Posted: April 19th, 2023
The Aggregate Supply/Aggregate Demand model
The Aggregate Supply/Aggregate Demand model and the microeconomic analysis of demand and supply in particular markets for goods, services, labour and capital have superficial resemblance but they also have many underlying differences. Using relevant examples where applicable, outline and discuss these differences. [12 marks)
The Aggregate Supply/Aggregate Demand (AS/AD) model and microeconomic analysis of demand and supply in particular markets share similarities in terms of their use of supply and demand curves to explain price and quantity outcomes. However, there are significant differences between these two models.
One key difference is that the AS/AD model considers the economy as a whole, while microeconomic analysis focuses on specific markets. In the AS/AD model, the aggregate demand and supply curves represent the total demand and supply for all goods and services in an economy, while microeconomic analysis examines the demand and supply for specific goods or services.
Another difference is that the AS/AD model incorporates macroeconomic variables such as inflation, unemployment, and economic growth, while microeconomic analysis does not. The AS/AD model shows how changes in these variables can impact the overall economy, while microeconomic analysis typically focuses on how changes in price and quantity affect individual markets.

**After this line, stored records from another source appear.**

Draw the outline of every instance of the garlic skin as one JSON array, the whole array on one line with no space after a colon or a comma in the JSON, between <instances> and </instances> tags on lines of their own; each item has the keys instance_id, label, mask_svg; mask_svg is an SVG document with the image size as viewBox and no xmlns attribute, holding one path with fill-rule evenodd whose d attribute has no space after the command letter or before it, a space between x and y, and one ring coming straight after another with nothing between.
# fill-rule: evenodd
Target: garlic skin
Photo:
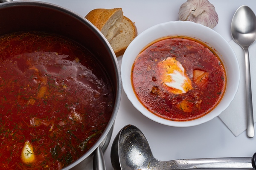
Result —
<instances>
[{"instance_id":1,"label":"garlic skin","mask_svg":"<svg viewBox=\"0 0 256 170\"><path fill-rule=\"evenodd\" d=\"M192 21L212 28L218 24L218 17L215 7L208 0L188 0L180 8L179 20Z\"/></svg>"}]
</instances>

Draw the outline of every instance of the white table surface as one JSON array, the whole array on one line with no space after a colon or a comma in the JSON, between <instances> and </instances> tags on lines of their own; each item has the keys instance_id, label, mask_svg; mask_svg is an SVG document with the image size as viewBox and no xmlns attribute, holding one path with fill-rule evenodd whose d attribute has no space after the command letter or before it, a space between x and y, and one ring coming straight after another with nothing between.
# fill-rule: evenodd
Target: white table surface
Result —
<instances>
[{"instance_id":1,"label":"white table surface","mask_svg":"<svg viewBox=\"0 0 256 170\"><path fill-rule=\"evenodd\" d=\"M246 5L256 14L256 0L209 0L215 6L219 16L218 23L213 29L228 42L232 40L230 25L236 9L241 6ZM178 20L180 6L186 0L41 1L60 5L83 17L94 8L121 7L124 15L135 23L139 34L156 24ZM120 66L122 60L122 57L118 58ZM255 65L254 63L251 65ZM252 74L253 75L254 74ZM148 139L154 156L162 161L191 158L251 157L256 152L256 136L248 138L244 131L236 137L218 117L192 127L177 128L162 125L149 119L137 110L122 91L112 138L104 155L107 170L113 169L110 159L110 150L113 138L121 128L129 124L135 125L143 132Z\"/></svg>"}]
</instances>

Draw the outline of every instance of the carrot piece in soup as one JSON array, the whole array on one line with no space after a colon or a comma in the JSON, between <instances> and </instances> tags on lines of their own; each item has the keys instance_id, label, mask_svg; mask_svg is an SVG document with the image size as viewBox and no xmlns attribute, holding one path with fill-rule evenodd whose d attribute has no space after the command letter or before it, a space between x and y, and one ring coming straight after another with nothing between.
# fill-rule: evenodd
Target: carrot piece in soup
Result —
<instances>
[{"instance_id":1,"label":"carrot piece in soup","mask_svg":"<svg viewBox=\"0 0 256 170\"><path fill-rule=\"evenodd\" d=\"M186 99L183 100L181 102L177 105L177 107L185 112L192 111L193 103Z\"/></svg>"},{"instance_id":2,"label":"carrot piece in soup","mask_svg":"<svg viewBox=\"0 0 256 170\"><path fill-rule=\"evenodd\" d=\"M207 84L209 79L209 73L199 70L194 70L193 80L198 85L204 86Z\"/></svg>"}]
</instances>

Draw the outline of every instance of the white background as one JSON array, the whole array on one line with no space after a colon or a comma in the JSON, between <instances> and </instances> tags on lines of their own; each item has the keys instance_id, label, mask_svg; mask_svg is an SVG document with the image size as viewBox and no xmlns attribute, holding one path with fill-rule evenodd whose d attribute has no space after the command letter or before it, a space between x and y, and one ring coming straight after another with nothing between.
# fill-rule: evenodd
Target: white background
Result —
<instances>
[{"instance_id":1,"label":"white background","mask_svg":"<svg viewBox=\"0 0 256 170\"><path fill-rule=\"evenodd\" d=\"M233 15L241 6L249 6L256 13L256 0L209 0L215 6L219 22L213 29L228 42L232 40ZM84 17L96 8L122 8L124 14L135 23L138 34L158 23L178 20L180 6L186 0L43 0L70 9ZM251 57L256 57L251 56ZM121 65L122 57L118 58ZM251 63L255 65L255 63ZM254 74L252 74L254 76ZM256 87L253 87L253 88ZM251 157L256 152L256 136L250 139L244 131L236 137L216 117L196 126L176 128L159 124L137 111L122 91L113 136L105 153L107 170L113 170L110 150L118 131L127 124L138 127L145 136L154 156L162 161L222 157Z\"/></svg>"}]
</instances>

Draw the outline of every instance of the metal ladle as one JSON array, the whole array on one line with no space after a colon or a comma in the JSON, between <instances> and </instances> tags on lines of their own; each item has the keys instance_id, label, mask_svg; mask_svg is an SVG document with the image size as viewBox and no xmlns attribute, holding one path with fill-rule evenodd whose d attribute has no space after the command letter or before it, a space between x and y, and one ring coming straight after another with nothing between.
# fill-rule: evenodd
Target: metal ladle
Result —
<instances>
[{"instance_id":1,"label":"metal ladle","mask_svg":"<svg viewBox=\"0 0 256 170\"><path fill-rule=\"evenodd\" d=\"M235 13L231 22L231 34L234 41L244 51L247 136L252 138L254 125L248 49L256 40L256 17L247 6L240 6Z\"/></svg>"},{"instance_id":2,"label":"metal ladle","mask_svg":"<svg viewBox=\"0 0 256 170\"><path fill-rule=\"evenodd\" d=\"M206 158L161 161L153 155L142 132L128 125L114 139L111 151L115 170L190 170L208 168L253 168L256 153L253 157Z\"/></svg>"}]
</instances>

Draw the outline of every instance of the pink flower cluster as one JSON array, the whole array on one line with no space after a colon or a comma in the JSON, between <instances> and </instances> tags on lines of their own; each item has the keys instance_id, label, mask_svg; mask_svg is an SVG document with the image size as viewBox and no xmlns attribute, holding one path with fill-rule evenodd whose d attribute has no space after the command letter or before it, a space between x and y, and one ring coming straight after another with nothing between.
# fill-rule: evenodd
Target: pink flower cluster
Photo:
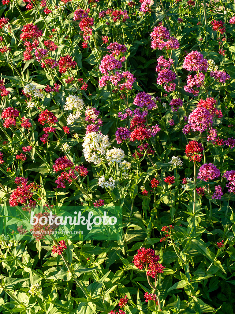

In addition, the AS/AD model assumes that prices and wages are flexible and can adjust quickly to changes in supply and demand, while microeconomic analysis recognizes that prices and wages can be sticky and slow to adjust in the short term. For example, in a particular market for labor, wages may be slow to adjust to changes in supply and demand due to factors such as minimum wage laws or labor union contracts.
Lastly, the AS/AD model assumes that the economy is operating at full employment and potential output, while microeconomic analysis recognizes that markets can be characterized by imperfect competition and market failures, which can lead to suboptimal outcomes.
As such, while both the AS/AD model and microeconomic analysis use supply and demand curves to explain price and quantity outcomes, they differ in their scope, consideration of macroeconomic variables, treatment of price and wage flexibility, and assumptions about market characteristics.
Mankiw, N. G. (2020). Principles of macroeconomics (9th ed.). Cengage Learning.
Pindyck, R. S., & Rubinfeld, D. L. (2021). Microeconomics (10th ed.). Pearson.